Right here we have now a compilation of instruments by InfoSecMatter that’s used for scanning open or closed TCP/UDP ports. It’s written totally in PowerShell and is a superb addition to your arsenal when attempting to evade AV/WD. Make area in your utility belt for this one as a result of after testing this scanner I’m fairly impressed with the result.
The GitHub repo states that this software can detect open, closed and filtered ports on each TCP and UDP. Single host scanning, community vary or a selected listing of hosts from a file. It’s also possible to regulate the timeout restrict for port scanning. Technically this software is comprised of two totally different scanners, one for TCP and one for UDP however you may make the most of each with one command by making a separate PowerShell script. It additionally has a home windows login brute drive script in addition to a SMB bruteforce script as nicely making this software among the best I’ve used shortly for Pentesting.
Scanner Utilization
Utilizing this software is straightforward and efficient throughout a pentest, merely obtain the zip folder from the GitHub repo and duplicate it to a flash drive. In case you have bodily entry to a machine on the community the subsequent half shall be straightforward, if not it is advisable work out a option to spawn a shell and get permissions to run PowerShell instructions, however another person may help you with that. For me it was straightforward as a result of I have already got entry to a community.
Subsequent step is to switch the scripts to a folder that has write privilege. For testing I created a consumer a easy area consumer and went to an unsuspecting work station. I logged in with the consumer and transfered the recordsdata to the CUsersPublic listing then opened PowerShell. After working the scanner I used to be in a position to detect open ports on 80, 3389 and 445
Scanner in motion
after checking within the consumer folder for a listing of folks that had logged in to the machine I used to be utilizing, I used to be in a position to piece collectively a brief listing of usernames to run the AD brute drive software. I ran a examine in opposition to the default and was capable of finding 5/11 customers who nonetheless had the default password.
Conclusion
This scanner and all of its options name for a 4/5 bunnies.

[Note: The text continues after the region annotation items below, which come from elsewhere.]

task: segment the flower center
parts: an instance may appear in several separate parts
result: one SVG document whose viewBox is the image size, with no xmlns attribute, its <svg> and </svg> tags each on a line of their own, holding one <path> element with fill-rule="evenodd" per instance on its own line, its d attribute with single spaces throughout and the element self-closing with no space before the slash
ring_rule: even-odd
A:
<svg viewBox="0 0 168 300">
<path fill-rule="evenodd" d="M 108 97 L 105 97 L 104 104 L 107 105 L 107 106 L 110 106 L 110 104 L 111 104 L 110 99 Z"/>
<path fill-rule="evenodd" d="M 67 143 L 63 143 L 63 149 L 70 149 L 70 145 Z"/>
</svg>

Throughout testing I used to be in a position to evade our enterprise AV. I do know this community, however a superb pentester will do their homework earlier than making an attempt this in a reside situation. Keep tuned for extra bangers.
Need to study extra about moral hacking?
We’ve got a networking hacking course that’s of the same degree to OSCP, get an unique low cost right here
Assist assist LHN by shopping for a T-shirt or a mug?
Take a look at our choice right here
Have you learnt of one other GitHub associated hacking software?
Get in contact with us through the contact type if you want us to take a look at some other GitHub moral hacking instruments.